You can use PaddleOCR to verify the inference model with the following command. It usually takes some time to train the model. So for your convenience to experience the complete workflow, you can download an English text recognition model trained and exported by us directly at https://paddleocr.bj.bcebos.com/tvm/ocr_en.tar.

Fullscreen

python3 tools/infer/predict_rec.py --image_dir="path_to_image/word_116.png" \

--rec_model_dir="path_to_infer_model/ocr_en" \

--rec_char_dict_path="ppocr/utils/en_dict.txt" \

--rec_image_shape="3,32,320"

python3 tools/infer/predict_rec.py --image_dir="path_to_image/word_116.png" \
--rec_model_dir="path_to_infer_model/ocr_en" \ 
--rec_char_dict_path="ppocr/utils/en_dict.txt" \
--rec_image_shape="3,32,320"

QBHOUSE
Figure 4. word_116.png

We use Figure 4 as a single example of the kind of image you can use to verify the inference results.
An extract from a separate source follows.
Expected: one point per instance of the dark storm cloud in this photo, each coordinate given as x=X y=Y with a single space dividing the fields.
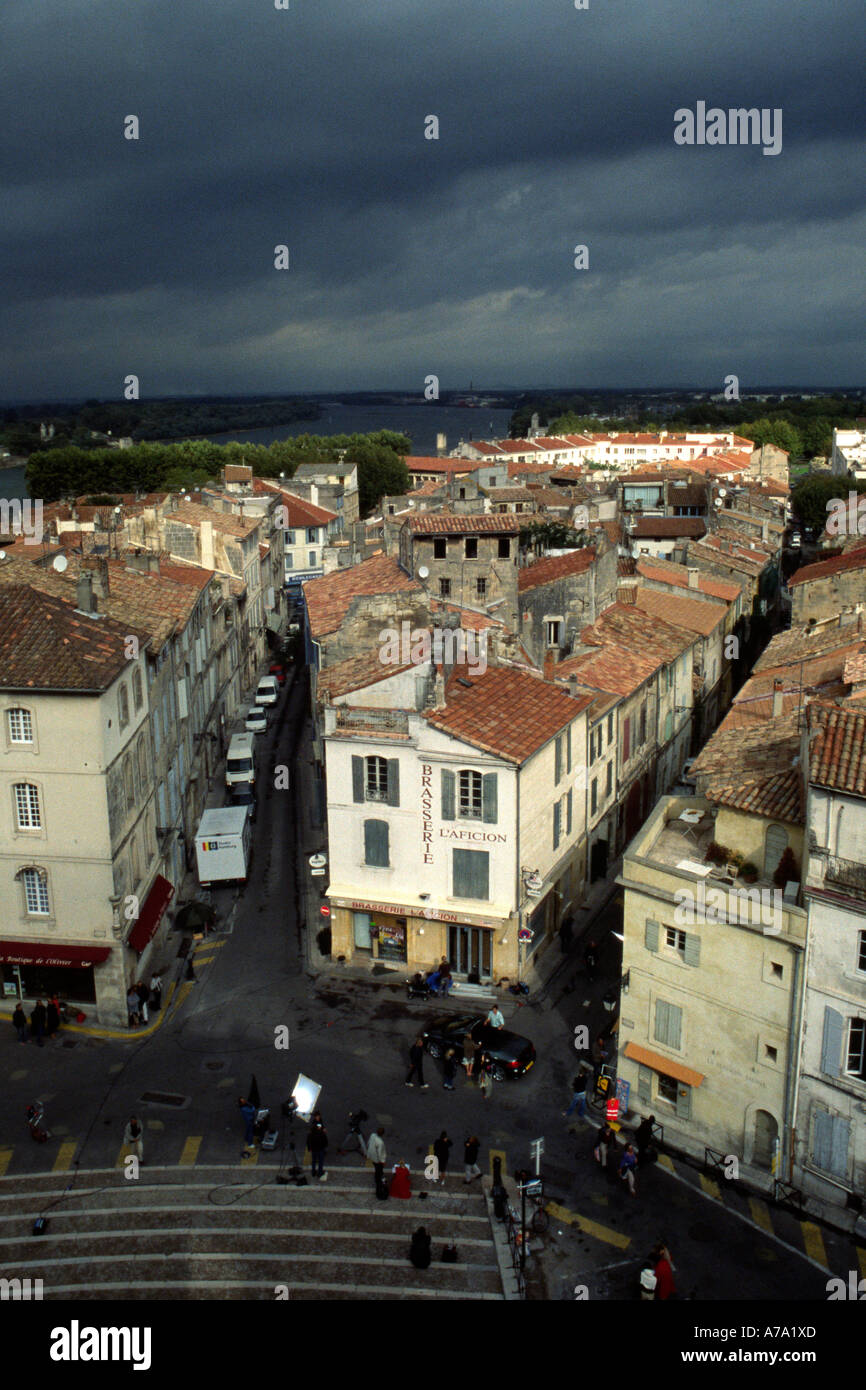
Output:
x=409 y=256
The recognition results can be seen as follows. It is consistent with the picture text content ‘QBHOUSE’ and has a high confidence score around 0.9867. This indicates that our inference model is ready for the next step.

Fullscreen

Predicts of path_to_word_116.png:('QBHOUSE', 0.9867456555366516)

Predicts of path_to_word_116.png:('QBHOUSE', 0.9867456555366516)

3. Compile Paddle inference model with TVMC

We use the deep learning complier TVM for model conversion and adaptation. TVM is an open-source deep learning compiler. It is mainly used to solve the adaptability problem of deploying various Deep Learning frameworks on a wide range of hardware targets. Seen in Figure 5, the TVM compiler accepts models written by classic deep learning training frameworks such as PaddlePaddle. And then converts these models into code that can run inference tasks on the target device.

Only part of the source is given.